Ideally I'd have the entire day (and a ladies' maid) to dress me and set my hair in perfect flapper waves, but in reality I had under an hour to go from office-appropriate to a character from the 1920s. Avoiding anything too body-conscious or too modern, I finally decided to stick with a simple sheath dress and a boyfriend cardigan with a boxy fit that could mimic the drop-waist fashions at the time—more Sarah Bunting than Lady Mary, but what can you do?

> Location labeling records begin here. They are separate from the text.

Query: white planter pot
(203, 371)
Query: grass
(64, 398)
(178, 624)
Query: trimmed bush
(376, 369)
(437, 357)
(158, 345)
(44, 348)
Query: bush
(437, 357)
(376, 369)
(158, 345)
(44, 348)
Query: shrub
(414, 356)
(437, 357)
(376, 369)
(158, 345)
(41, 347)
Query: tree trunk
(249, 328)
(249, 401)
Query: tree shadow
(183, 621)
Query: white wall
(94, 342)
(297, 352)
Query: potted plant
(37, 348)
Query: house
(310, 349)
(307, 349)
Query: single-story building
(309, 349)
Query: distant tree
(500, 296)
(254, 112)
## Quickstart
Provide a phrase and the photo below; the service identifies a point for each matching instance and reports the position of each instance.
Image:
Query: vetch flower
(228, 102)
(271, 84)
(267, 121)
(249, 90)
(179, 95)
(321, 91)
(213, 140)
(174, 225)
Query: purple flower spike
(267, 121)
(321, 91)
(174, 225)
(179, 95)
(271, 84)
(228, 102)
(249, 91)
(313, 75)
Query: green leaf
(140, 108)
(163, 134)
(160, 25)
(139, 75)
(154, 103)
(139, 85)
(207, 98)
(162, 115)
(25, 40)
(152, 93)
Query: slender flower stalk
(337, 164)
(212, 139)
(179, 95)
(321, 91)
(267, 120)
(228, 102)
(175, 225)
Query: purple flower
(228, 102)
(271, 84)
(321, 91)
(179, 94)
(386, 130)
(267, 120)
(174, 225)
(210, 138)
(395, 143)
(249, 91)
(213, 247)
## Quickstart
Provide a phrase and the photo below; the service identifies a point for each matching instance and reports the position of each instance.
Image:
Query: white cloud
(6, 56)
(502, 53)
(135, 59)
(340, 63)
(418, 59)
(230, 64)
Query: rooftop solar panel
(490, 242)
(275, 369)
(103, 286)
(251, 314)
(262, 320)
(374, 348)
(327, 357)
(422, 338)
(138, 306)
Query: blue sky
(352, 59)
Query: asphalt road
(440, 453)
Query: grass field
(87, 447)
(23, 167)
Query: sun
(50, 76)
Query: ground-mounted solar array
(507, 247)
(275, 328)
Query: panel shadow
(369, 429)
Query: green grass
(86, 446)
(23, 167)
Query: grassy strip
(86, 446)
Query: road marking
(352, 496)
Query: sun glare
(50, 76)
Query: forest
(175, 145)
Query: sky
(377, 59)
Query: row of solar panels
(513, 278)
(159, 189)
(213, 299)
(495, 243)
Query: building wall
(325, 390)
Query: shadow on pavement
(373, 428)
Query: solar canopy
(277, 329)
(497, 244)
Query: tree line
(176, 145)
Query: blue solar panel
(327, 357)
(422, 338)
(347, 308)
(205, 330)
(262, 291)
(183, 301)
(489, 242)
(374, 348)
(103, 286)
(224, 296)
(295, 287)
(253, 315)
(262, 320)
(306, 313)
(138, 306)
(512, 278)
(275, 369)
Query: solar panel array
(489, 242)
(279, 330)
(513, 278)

Once the basics were in place, bringing out my inner aristocrat was much easier with accessories. For jewelry, I picked my longest necklace, a beaded lariat strand that stretches almost as far down as the navel-grazing necklaces favored by the Crawleys, and topped off the look with a bracelet pinned into my hair like a modern tiara. Since make-up wasn't yet approved of by the aristocratic class in the early '20s, I kept mine simple and focused on a string eyebrow and blush, trying to make that whole "English Rose" thing happen.

Finally, fur. Generally I don't buy fur, but I make an exception for vintage fur, like this collar I found in Round Top for $10.  I pinned it to my dress and my frumpy office attire suddenly looked richer. I looked richer. Perhaps they'd let me in the Abbey after all.